Conclusion: Near-infrared fluorescent nanoprobes represent a reliable method for in vivo tracing of donor RPE cells and long-term observation of nanoprobe distribution can be used to evaluate the degree of immune rejection. Molecular analysis of nanoprobe-labeled cells facilitates the characterization of the dynamic immune cell rejection niche and the landscape of donor-host interactions in RPE transplantation.

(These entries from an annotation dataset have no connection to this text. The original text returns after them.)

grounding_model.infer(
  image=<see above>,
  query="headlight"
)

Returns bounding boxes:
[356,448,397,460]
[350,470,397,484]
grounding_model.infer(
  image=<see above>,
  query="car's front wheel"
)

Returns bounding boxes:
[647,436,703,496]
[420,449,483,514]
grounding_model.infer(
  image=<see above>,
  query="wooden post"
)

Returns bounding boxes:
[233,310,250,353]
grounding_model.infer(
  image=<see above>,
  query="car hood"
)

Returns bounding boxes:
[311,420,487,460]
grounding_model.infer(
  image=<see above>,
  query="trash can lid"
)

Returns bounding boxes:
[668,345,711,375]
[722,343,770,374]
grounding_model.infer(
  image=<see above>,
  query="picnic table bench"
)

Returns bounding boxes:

Keywords: RPE transplantation; immune rejection; in vivo tracking; macrophage; near-infrared fluorescent nanoprobe.

Figure 1

Properties and toxicity of the nanoprobe. (A) Schematic illustration of the nanoprobe preparation process. (B) Emission spectrum of the nanoprobe. (C) Particle size distribution of nanoprobes. (D) Comparison of cell viability between w/ probe group (nanoprobe) and w/o probe group (blank). (E) Immunofluorescence images of fRPE cells in vitro incubated with the nanoprobe and the proportion of probe-positive fRPE cells at D1 and D14 assessed by flow cytometry analysis. (F) Bulk RNA sequencing analysis of probe-labeled fRPE cells revealed gene expression profiles comparable to those of unlabeled cells.

Figure 2

NIR ratiometric imaging and fundus multimodal imaging of nanoprobe-labeled cells. (A) Experimental scheme for nanoprobe imaging in vivo using the IVIS Series Lumina III imaging system (n = 3). (B) Representative images of mice in the blank, w/o cyclosporin A (CsA) and w/CsA groups at D0, D1, D3, D6, and D12 after cell transplantation captured by the IVIS Series Lumina III imaging system. (C) Line chart showing a slower decline of signal intensity in the w/CsA group compared to the w/o CsA group. (D) Experimental scheme for nanoprobe imaging by the small animal ophthalmic multimodal imaging system (n = 3). (E) Fundus fluorescence images and optical coherence tomography (OCT) of mice injected subretinally with nanoprobe-labeled cells at D3 and D7 after cell transplantation. (F) Fundus fluorescence images of both GFP and near-infrared (NIR) channels at different time points. The symbols **denote p = 0.01 and ****denote p = 0.0001.

Figure 3

Distribution dynamics of probe signal in vivo and in vitro. (A) Immunofluorescence staining of RPE65 in retinal cryosections of mice injected subretinally with nanoprobe-labeled cells. The distribution of the nanoprobe signal (white arrow) transferred from the subretinal space to the choroid layer. Scale bar, 50 μm. (B) Experimental scheme for the non-contact co-culture assay. Flow cytometry analysis showing the proportion of probe-labeled BV2 microglial cells. (C) Experimental scheme for the contact co-culture assay. Flow cytometry analysis showing the proportion of CFSE/probe-labeled cells. (D) Immunofluorescence staining of IBA1 in retinal cryosections of mice injected subretinally with nanoprobe-labeled cells with or without intraperitoneal injection of cyclosporin A (CsA). Scale bar, 50 μm. (E) Nanoprobe signals (white arrow) in liver and spleen captured in vivo (n = 3).

Figure 4

Single-cell intercellular communication between donor fRPE cells and transplantation niche cells. (A) Flow cytometry analysis of CD45⁺ and Probe⁺ cells in retina/RPE/choroid at D1 and D5 after transplantation. (B) Probe⁺ live cells were subjected to scRNA-seq analysis. UMAP plot of Probe⁺ cells from mice after transplantation showing 8 clusters. Stacked bar plot showing the composition of different cell types in Probe⁺ cells at D1 and D5. (C) Dot plot illustrating donor cell communicating with each cluster. (D) Dot plot illustrating macrophage activated by each cluster at D1 and D5. The communication probability of each group was represented by dot size and color intensity.

Figure 5

Graphical illustration of probe kinetics that predicts fate of donor RPE cells in vivo. In fundus fluorescence imaging, the attenuation and dispersion of the probe signal in the prolonged monitoring indicate that donor cells are engulfed by macrophages, which subsequently reside in situ or migrate to the spleen and liver through the bloodstream. The fate of donor cells can be categorized into three distinct groups according to the pathways followed: (1) cells functionally integrating into the host RPE layer without being rejected; (2) cell debris being phagocytosed by tissue-resident macrophages and residing within the retina or choroid; and (3) those activating the peripheral immune system by the circulating probe-labeled macrophage.